O canal de denúncias previsto na Lei nº 14.457/2022, os dados de absenteísmo, os registros de jornada, a rotatividade por setor, as ocorrências internas e os afastamentos podem fornecer informações importantes para a identificação dos riscos.
O mais importante é que essas informações sejam analisadas e, quando indicarem um problema, deem origem a medidas concretas.
A Lei nº 14.831/2024, que criou o Certificado Empresa Promotora da Saúde Mental, também contribui para estimular a adoção de boas práticas, mas não substitui o gerenciamento dos riscos ocupacionais.
Da mesma forma, a existência de um certificado ou de uma política interna não será suficiente, por si só, para afastar uma discussão sobre as condições reais de trabalho.
A nova realidade exige uma atuação mais integrada entre gestão de pessoas, segurança e saúde do trabalho e a assessoria jurídica da empresa. E essa integração precisa considerar as particularidades de cada operação.

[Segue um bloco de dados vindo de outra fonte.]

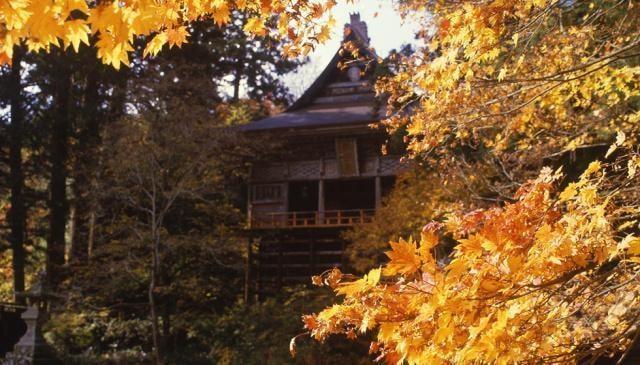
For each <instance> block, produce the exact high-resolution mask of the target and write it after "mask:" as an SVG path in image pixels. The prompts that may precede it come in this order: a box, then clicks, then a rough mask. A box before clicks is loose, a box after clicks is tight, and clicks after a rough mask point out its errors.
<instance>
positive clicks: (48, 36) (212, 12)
mask: <svg viewBox="0 0 640 365" xmlns="http://www.w3.org/2000/svg"><path fill="white" fill-rule="evenodd" d="M334 5H335V0H323V1H318V2H313V3H311V2H308V1H305V0H294V1H284V0H268V1H265V0H214V1H201V0H167V1H161V2H159V1H155V0H125V1H113V0H106V1H86V0H2V1H0V64H3V63H7V62H10V60H11V57H12V54H13V48H14V46H15V45H18V44H22V43H25V44H26V45H27V47H28V49H29V51H34V52H35V51H38V50H41V49H44V50H49V49H50V48H51V46H56V47H57V46H63V47H65V48H66V47H68V46H70V45H71V46H73V48H74V49H75V50H76V51H77V50H78V47H79V46H80V44H81V43H84V44H86V45H89V43H90V36H94V35H95V39H96V40H95V44H94V46H95V47H96V48H97V50H98V57H100V58H101V59H102V61H103V62H104V63H106V64H110V65H113V66H114V67H115V68H116V69H117V68H119V67H120V65H121V64H125V65H128V64H129V53H130V52H132V51H133V41H134V39H135V38H140V37H144V38H145V39H150V40H149V41H148V42H147V45H146V47H145V50H144V54H145V56H146V55H156V54H157V53H158V52H159V51H160V50H161V49H162V47H163V46H164V45H165V44H168V45H169V46H170V47H172V46H178V47H179V46H180V45H181V44H183V43H185V42H187V36H188V27H189V23H191V22H193V21H196V20H207V19H210V20H213V22H214V23H215V24H217V25H218V26H223V25H224V24H226V23H227V22H229V21H230V20H231V13H232V12H233V11H239V12H244V13H246V14H248V15H249V16H250V19H249V22H248V23H247V26H246V27H245V31H247V32H249V33H252V34H255V35H260V36H261V35H266V33H267V32H270V34H271V35H273V36H274V37H281V38H288V39H289V41H290V43H289V44H288V46H287V48H286V54H287V55H288V56H297V55H298V54H300V53H301V51H302V50H306V49H308V47H309V46H310V45H313V44H314V42H316V43H317V42H318V41H319V40H322V41H324V40H326V36H325V35H326V29H325V25H326V21H327V20H329V17H327V16H325V14H327V13H328V12H329V11H330V10H331V8H333V6H334ZM273 16H277V17H278V19H277V24H271V23H272V22H271V18H272V17H273ZM294 29H295V31H293V30H294ZM317 35H319V37H317Z"/></svg>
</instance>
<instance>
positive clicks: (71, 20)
mask: <svg viewBox="0 0 640 365" xmlns="http://www.w3.org/2000/svg"><path fill="white" fill-rule="evenodd" d="M64 32H65V36H64V42H65V44H66V46H67V47H68V46H69V44H71V45H72V46H73V49H74V50H75V51H76V52H78V49H79V48H80V43H84V44H85V45H89V33H90V32H91V30H90V29H89V26H87V24H86V22H85V21H84V20H81V19H76V20H71V21H68V22H65V23H64Z"/></svg>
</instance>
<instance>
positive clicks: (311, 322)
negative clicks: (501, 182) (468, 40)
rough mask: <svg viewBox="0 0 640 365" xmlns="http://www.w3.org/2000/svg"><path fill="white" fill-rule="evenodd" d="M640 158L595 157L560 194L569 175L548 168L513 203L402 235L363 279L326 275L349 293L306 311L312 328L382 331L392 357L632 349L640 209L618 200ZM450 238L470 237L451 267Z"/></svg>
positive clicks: (633, 337) (504, 355) (551, 353)
mask: <svg viewBox="0 0 640 365" xmlns="http://www.w3.org/2000/svg"><path fill="white" fill-rule="evenodd" d="M635 158H636V160H635V161H636V162H634V163H633V165H629V166H633V167H631V168H630V169H626V168H621V166H617V165H615V164H613V165H608V166H607V167H605V166H604V165H603V164H601V163H600V162H593V163H592V164H591V165H590V166H589V168H588V169H587V170H586V171H585V172H584V174H583V175H582V177H581V178H580V179H579V180H578V181H577V182H575V183H571V184H569V185H568V186H567V187H566V188H565V189H564V190H563V191H562V192H561V193H560V194H555V193H554V190H555V188H554V186H555V185H556V184H557V183H558V180H559V179H560V177H561V176H562V174H561V173H560V172H558V171H556V172H555V173H554V172H552V170H551V169H544V170H543V171H542V172H541V174H540V176H539V177H538V178H537V179H535V180H533V181H531V182H530V183H528V184H526V185H524V186H523V187H522V188H521V189H520V190H519V191H518V193H517V195H516V199H517V200H516V201H515V202H514V203H510V204H507V205H505V206H504V207H494V208H489V209H481V210H476V211H472V212H471V213H468V214H465V215H451V216H450V217H449V218H448V219H447V220H446V221H445V222H444V223H431V224H428V225H426V226H425V227H424V229H423V231H422V234H421V240H420V242H419V243H418V244H416V242H415V241H413V240H412V239H408V240H400V241H398V242H392V243H391V248H392V249H391V250H390V251H388V252H387V256H388V257H389V262H388V263H387V264H386V265H384V266H382V267H381V268H376V269H373V270H371V271H369V272H368V274H367V275H365V276H364V277H362V278H359V279H355V278H353V277H351V276H349V275H345V274H342V273H341V272H340V271H339V270H338V269H333V270H332V271H329V272H327V273H325V274H323V276H321V277H317V278H315V279H314V281H315V282H316V283H317V284H319V285H329V286H331V287H333V288H334V289H335V291H336V292H337V293H338V294H339V295H342V296H344V299H343V300H342V302H341V303H340V304H336V305H334V306H331V307H329V308H327V309H325V310H323V311H322V312H320V313H319V314H317V315H308V316H305V317H304V322H305V326H306V328H307V329H309V331H310V333H311V335H312V336H313V337H314V338H316V339H319V340H324V339H325V338H326V337H327V336H328V335H330V334H333V333H347V334H348V335H349V334H350V335H351V336H355V335H356V333H364V332H367V331H371V330H373V329H374V328H377V329H378V331H377V341H376V342H374V343H372V345H371V351H372V352H374V353H378V354H379V355H380V358H381V359H382V358H384V359H385V360H386V361H387V362H388V363H396V362H398V363H401V362H403V361H406V362H408V363H411V364H440V363H444V364H446V363H478V362H479V363H496V364H512V363H524V362H533V363H540V362H553V363H571V362H576V361H578V360H585V359H594V358H598V357H599V356H602V355H604V354H612V353H614V352H616V351H620V350H625V349H626V348H628V347H629V346H630V345H631V344H632V343H633V342H634V340H635V337H636V336H637V333H638V329H637V327H636V323H637V319H638V316H639V315H640V301H639V300H638V298H637V294H638V292H639V290H640V286H639V283H638V280H637V275H638V273H640V266H639V265H638V263H640V256H639V255H640V238H639V237H638V236H636V235H634V234H632V233H628V232H629V231H630V230H631V231H633V230H634V229H635V228H634V226H635V225H636V223H637V221H636V220H634V219H629V218H628V217H629V215H630V212H634V213H635V214H637V213H638V209H637V207H635V208H633V209H630V207H628V206H617V204H618V203H620V201H624V199H620V197H619V195H621V194H622V195H624V194H625V193H624V192H623V190H624V187H627V188H628V187H629V186H637V185H636V184H637V183H638V181H637V179H638V177H637V175H636V174H635V169H636V168H637V167H638V166H637V161H638V160H637V156H636V157H635ZM616 171H617V172H616ZM625 174H627V175H626V176H624V175H625ZM608 175H618V176H610V178H613V179H614V180H616V181H617V183H616V184H613V185H612V184H611V183H610V180H609V179H604V178H603V177H606V176H608ZM627 193H628V194H631V195H633V196H636V198H637V192H635V191H633V192H631V191H629V192H627ZM446 235H448V236H451V237H453V238H455V239H456V240H457V241H458V242H459V244H458V245H457V246H456V247H455V248H454V252H453V254H452V255H451V256H450V261H449V262H447V263H444V262H442V261H439V260H437V257H436V256H435V255H434V250H435V248H436V247H437V246H438V245H439V244H440V243H441V242H442V237H443V236H446Z"/></svg>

Os riscos psicossociais não são iguais em todos os ambientes, assim como as medidas de prevenção não podem ser reduzidas a modelos prontos, desvinculados da rotina de cada empresa.
No fim, a principal mudança talvez seja justamente esta, a prevenção passa a ter uma dimensão documental mais evidente. A empresa precisa não apenas adotar medidas, mas ser capaz de demonstrar que identificou os riscos existentes, avaliou sua relevância, tomou providências e acompanhou os resultados.
Quando uma discussão sobre saúde mental chega ao Judiciário, essa diferença pode ser significativa.
Entre afirmar que a empresa tinha preocupação com o tema e conseguir demonstrar, com documentos e registros, o que foi efetivamente feito, existe uma distância que a nova realidade regulatória tende a tornar cada vez mais relevante.